Raki döviz alım satım işlerinde uzmanlaşmış, giyimine özen gösteren bir dolandırıcıydı. Kurbanlarını, ucuz döviz peşinde koşan varlıklı kişiler arasından seçerdi. Piyasadaki kurun çok altında bir fiyatla döviz satmayı vaat ettiği uyanıkları peşine takar, çift kapılı binalara götürürdü.

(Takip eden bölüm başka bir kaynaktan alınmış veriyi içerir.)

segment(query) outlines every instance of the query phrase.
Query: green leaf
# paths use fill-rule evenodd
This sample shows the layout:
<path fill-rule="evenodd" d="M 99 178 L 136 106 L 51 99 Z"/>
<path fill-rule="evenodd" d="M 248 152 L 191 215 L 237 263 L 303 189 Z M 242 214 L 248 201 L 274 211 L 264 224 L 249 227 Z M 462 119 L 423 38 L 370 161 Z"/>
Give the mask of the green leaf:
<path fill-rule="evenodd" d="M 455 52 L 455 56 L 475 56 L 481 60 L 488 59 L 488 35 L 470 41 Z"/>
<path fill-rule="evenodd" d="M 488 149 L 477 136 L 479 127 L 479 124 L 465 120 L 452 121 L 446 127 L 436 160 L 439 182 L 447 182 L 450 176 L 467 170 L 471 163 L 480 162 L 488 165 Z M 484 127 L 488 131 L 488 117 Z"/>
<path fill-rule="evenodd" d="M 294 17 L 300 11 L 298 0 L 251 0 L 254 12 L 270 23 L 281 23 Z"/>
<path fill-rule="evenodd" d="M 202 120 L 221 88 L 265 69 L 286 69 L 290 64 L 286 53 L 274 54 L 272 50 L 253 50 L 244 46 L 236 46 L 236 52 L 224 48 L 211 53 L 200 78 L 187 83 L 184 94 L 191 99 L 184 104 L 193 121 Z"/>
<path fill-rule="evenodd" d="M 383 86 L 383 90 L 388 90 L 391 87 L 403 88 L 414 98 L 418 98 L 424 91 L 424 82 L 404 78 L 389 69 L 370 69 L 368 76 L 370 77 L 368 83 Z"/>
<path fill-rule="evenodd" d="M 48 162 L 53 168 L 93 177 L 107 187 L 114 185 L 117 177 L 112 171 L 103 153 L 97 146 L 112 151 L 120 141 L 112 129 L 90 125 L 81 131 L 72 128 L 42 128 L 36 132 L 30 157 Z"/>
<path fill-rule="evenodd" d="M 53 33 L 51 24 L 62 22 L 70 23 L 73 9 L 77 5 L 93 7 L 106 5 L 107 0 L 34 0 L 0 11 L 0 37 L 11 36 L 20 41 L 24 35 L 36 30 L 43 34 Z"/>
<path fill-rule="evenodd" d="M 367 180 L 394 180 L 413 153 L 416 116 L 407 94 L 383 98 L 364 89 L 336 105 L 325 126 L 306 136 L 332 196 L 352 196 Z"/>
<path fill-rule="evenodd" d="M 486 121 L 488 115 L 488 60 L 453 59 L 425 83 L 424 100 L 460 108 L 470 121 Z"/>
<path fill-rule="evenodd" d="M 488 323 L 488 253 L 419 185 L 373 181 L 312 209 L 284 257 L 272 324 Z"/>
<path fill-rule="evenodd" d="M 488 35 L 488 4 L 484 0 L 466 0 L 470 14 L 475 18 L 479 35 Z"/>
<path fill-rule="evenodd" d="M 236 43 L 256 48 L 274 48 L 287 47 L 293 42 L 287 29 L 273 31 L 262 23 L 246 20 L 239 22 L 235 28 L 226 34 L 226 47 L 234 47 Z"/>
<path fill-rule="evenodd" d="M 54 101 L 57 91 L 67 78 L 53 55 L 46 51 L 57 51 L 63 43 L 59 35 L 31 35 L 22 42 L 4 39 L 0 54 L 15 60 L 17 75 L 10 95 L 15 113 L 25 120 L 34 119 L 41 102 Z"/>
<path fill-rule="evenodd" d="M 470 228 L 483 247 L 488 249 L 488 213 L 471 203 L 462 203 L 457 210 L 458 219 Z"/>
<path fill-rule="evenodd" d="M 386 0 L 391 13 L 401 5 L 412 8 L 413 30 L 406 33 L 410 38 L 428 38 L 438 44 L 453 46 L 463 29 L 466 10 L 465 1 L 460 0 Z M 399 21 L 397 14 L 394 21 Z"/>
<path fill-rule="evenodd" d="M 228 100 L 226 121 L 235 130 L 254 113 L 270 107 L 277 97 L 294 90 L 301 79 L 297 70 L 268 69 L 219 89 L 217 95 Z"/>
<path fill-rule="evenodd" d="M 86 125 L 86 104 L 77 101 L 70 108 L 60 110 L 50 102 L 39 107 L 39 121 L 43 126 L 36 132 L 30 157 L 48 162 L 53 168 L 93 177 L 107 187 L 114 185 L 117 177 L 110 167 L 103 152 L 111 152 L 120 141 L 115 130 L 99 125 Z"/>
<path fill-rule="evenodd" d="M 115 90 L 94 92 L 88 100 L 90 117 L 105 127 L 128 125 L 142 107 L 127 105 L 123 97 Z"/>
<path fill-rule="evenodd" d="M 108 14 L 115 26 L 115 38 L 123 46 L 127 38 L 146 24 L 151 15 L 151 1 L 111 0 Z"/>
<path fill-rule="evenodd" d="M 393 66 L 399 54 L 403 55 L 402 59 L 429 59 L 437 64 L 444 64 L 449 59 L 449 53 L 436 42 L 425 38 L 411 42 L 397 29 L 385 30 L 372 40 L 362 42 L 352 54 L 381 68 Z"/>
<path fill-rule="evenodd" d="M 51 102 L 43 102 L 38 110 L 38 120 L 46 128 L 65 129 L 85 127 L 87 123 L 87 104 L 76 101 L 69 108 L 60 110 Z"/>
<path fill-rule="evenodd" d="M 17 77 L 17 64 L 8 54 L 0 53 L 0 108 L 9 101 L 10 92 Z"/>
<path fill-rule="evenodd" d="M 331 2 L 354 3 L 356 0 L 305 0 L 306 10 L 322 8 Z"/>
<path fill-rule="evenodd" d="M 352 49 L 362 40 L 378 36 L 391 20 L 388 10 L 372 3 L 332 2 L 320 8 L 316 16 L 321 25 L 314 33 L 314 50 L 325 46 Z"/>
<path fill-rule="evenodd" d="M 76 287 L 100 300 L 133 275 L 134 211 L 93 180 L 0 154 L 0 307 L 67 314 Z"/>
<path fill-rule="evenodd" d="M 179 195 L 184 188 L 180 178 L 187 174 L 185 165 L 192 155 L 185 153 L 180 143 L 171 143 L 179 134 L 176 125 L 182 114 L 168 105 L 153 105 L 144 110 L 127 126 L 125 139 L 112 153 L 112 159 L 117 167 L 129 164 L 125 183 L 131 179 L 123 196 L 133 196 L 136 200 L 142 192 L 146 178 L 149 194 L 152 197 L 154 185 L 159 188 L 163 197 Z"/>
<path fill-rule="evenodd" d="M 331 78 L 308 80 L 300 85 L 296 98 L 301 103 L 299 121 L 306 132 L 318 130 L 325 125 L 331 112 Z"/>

Banknot tomarlarıyla ön kapıdan girip, arkadan sıvışan Raki‟yi bekleyenler oracıkta ağaç olurlardı! „Ağaç olma‟ deyiminin Raki‟den kaynaklandığı söylenir.
Mükemmel İngilizce konuşan Güney Zobu, ABD 6. Filosu'nun İstanbul ziyareti sırasında bir iş çevirmek üzere Amerikan subayı kıyafeti ile Hilton Oteli'nde otururken, dönemin başbakanı Süleyman Demirel'in otele geldiği ve Güney Zobu'nun Süleyman Demirel ile bir Amerikan subayı olarak sohbet ettiği rivayetler arasındadır.
Raki, 1992'de büyük bir iş yapmaya giderken, Beylerbeyi civarında Dev-Sol lideri Dursun Karataş'la karıştırılıp arabasına yüzlerce kurşun sıkılınca emekliye ayrıldı. Hakkındaki suçlamalar da bir şekilde düşünce, meşru âlemde karar kıldı ve İstanbul Cihangir'de bir su istasyonu açtı.
Sülün Osman ve Raki‟nin ortak yanları, her ikisinin de devletin parasıyla, garibanların ve yetimin hakkına el uzatmamış olmalarıydı. Onlar ava gidenleri avlayarak, bir bakıma ahlaksızlığın ahlaki sınırlarını çizdiklerine inanmışlardı.